I would also consider that the organs and characteristics of the different beings become atrophied or develop according to their use, and that the characteristics acquired by the ancestral organisms that are useful are transmitted to their descendants (the best known example being the neck of giraffes). It considers that it is habit and necessity that causes organisms to be modified.

His ideas on evolution and the inheritance of acquired characteristics were published in Zoological Philosophy , which is the first theoretical body that brings together the knowledge of the time regarding evolution. This document was and continues to be of great historical relevance, allowing for debate at a time when biology was still strongly associated with creationism.

Fall from grace, last years and death

However, it also caused him suffering: he offered a copy to Napoleon Bonaparte, who would refuse it in public. Moreover, at this stage his health began to decline, and he also had several conflicts and disputes with various authors that gradually diminished his prestige: he criticised Lavoisier’s work on the functioning of fluids , his works were accused of being unscientific and biased, and it was said that he overestimated his arguments.

He also made a deep quarrel with the biologist Georges Cuvier, who was very well regarded by the public and who started from a more empirical and experimental basis, describing Lamarck’s theories as a nonsense.

Unfortunately for Lamarck, over the years his many contributions to evolution have fallen into disrepute . From 1819 onwards he became blind, in fact having to dictate some of his works to his daughters. In addition, his third wife, Julius Maillet, died during this period. All this, together with the collapse of the author’s little prestige, caused him to become poorer and sicker.

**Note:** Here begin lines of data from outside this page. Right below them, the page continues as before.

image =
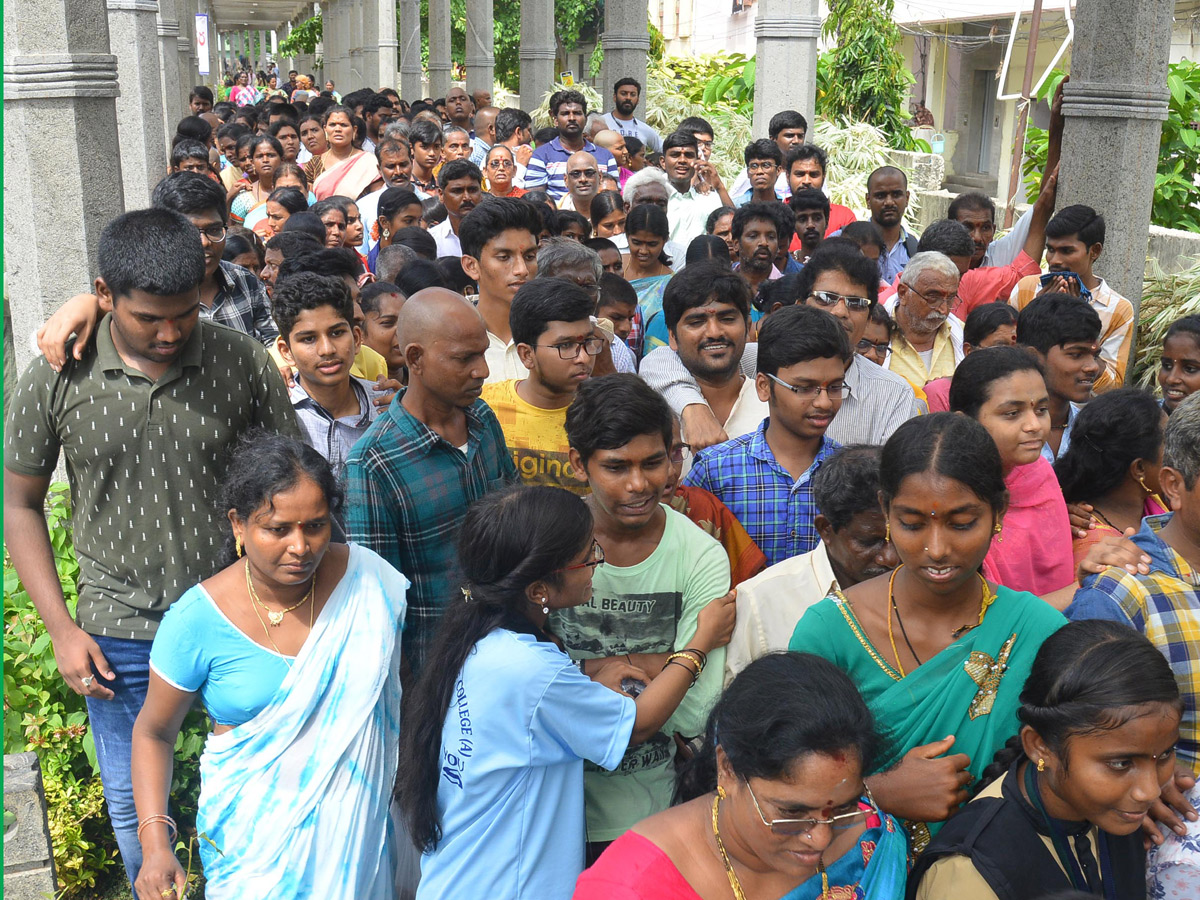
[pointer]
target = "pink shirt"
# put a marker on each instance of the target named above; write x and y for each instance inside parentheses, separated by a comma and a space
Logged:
(1033, 550)
(985, 285)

His last years of life were spent in the care of his daughters, ignored and with hardly any recognition. He died on December 18, 1829, at the age of 85, in Paris.

Despite the fact that Lamarck’s theory of evolution has been outdated and surpassed by Darwin’s and that in the last years of his life it was discredited and ignored, with the passage of time his ideas have been seen as an important advance in the scientific knowledge of the time in which he lived and has served as the basis for multiple theories. Furthermore, although he is not as well known, his concepts and classifications are those of invertebrates, or the term biology, as well as contributing greatly to the development of both botany and zoology.

Bibliographic references:

  • Dawkins, R. (1986). The Blind Watchmaker. Barcelona: Editorial Labor.
  • Harris, L. (1981). Evolution. Genesis and Revelations. Barcelona: Hermann Blume Ediciones.